Greenspan knew the truth of Paul’s remark. In his 1967 article “Gold and Economic Freedom,” he wrote:
In the absence of the gold standard, there is no way to protect savings from confiscation through inflation. There is no safe store of value. If there were, the government would have to make its holding illegal, as was done in the case of gold….
The financial policy of the welfare state requires that there be no way for the owners of wealth to protect themselves.
This is the shabby secret of the welfare statists’ tirades against gold. Deficit spending is simply a scheme for the confiscation of wealth.
Gold stands in the way of this insidious process. It stands as a protector of property rights.
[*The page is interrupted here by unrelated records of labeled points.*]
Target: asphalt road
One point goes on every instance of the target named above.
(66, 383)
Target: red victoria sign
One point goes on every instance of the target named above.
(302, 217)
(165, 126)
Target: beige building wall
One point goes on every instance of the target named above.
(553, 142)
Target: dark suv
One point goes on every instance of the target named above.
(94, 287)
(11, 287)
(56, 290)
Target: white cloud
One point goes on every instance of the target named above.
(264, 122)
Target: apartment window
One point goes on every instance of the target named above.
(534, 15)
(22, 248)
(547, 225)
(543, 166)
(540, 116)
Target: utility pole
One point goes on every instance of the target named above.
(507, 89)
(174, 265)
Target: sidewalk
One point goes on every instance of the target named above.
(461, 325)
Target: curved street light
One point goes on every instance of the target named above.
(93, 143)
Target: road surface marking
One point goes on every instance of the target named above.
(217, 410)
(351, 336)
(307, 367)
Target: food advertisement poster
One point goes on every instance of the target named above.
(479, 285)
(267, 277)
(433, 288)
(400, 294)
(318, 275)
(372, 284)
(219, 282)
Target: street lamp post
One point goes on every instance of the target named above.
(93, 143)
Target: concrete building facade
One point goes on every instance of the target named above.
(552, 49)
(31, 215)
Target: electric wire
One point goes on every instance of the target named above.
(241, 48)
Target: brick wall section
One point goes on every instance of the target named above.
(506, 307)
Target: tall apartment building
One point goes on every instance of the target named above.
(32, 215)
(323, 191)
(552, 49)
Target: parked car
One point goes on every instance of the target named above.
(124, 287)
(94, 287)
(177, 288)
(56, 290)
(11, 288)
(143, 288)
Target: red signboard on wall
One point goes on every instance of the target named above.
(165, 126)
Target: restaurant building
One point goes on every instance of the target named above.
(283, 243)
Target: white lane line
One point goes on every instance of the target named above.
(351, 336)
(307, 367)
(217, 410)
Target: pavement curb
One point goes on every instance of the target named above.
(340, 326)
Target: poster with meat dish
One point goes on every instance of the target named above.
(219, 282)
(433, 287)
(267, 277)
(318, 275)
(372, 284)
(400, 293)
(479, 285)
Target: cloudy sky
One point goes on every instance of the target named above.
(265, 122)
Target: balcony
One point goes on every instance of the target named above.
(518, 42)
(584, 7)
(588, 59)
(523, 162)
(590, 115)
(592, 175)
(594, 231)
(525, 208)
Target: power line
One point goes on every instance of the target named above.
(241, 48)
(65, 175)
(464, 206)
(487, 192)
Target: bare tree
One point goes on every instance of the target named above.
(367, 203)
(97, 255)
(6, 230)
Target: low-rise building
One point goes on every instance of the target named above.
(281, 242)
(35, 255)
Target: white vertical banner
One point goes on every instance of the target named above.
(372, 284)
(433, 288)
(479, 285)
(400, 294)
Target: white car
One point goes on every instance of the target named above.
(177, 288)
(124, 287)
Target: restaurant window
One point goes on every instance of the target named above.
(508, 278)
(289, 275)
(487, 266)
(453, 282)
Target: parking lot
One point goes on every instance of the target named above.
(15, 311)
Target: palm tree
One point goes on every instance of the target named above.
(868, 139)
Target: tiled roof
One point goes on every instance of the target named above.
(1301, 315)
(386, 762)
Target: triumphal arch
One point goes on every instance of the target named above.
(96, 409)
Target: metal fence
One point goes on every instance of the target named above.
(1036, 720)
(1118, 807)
If one grasps this, one has no difficulty in understanding the statists’ antagonism toward the gold standard.
Yet he unflinchingly went along with the steal. In 2004 testimony before Congress, Ron Paul elicited a resounding admission from Greenspan regarding the Fed’s destructive fiat currency (not backed by a commodity such as gold):
Dr. Paul: Maybe there is too much power in the hands of those who control monetary policy, the power to create the financial bubbles, the power to maybe bring the bubble about, the power to change the value of the stock market within minutes? That to me is just an ominous power and challenges the whole concept of freedom and liberty and sound money.
Mr. Greenspan: Congressman, as I have said to you before, the problem you are alluding to is the conversion of a commodity standard to fiat money. We have statutorily gone onto a fiat money standard, and as a consequence of that it is inevitable that the authority, which is the producer of the money supply, will have inordinate power.
“Purposeful Obfuscation”
In a show of that inordinate power and “statist” confiscation of wealth, Greenspan answered a query in 2011 on NBC’s Meet the Press about a downgrade in Standard & Poor’s U.S. bond rating. His solution was simply to print more fiat currency. “This is not an issue of credit rating,” he noted. “The United States can pay any debt it has because we can always print money to do that. So there is zero probability of default.”
But he was not always so forthright. In fact, he became famous for an opaque communication style dubbed “Fedspeak,” bragging twice in 2007 (on CNBC and CBS) of his habit of “purposeful obfuscation” while testifying to Congress under oath.
Writing of Greenspan’s professional legacy in 2010, John Stossel of Fox Business Network recounted his “relentless expansion of the money supply and lowering of interest rates that set in motion the housing bubble that burst in 2007.” Millions of American families lost their homes, retirement savings, and economic security as a direct consequence of the monetary policies and regulatory philosophy Greenspan championed.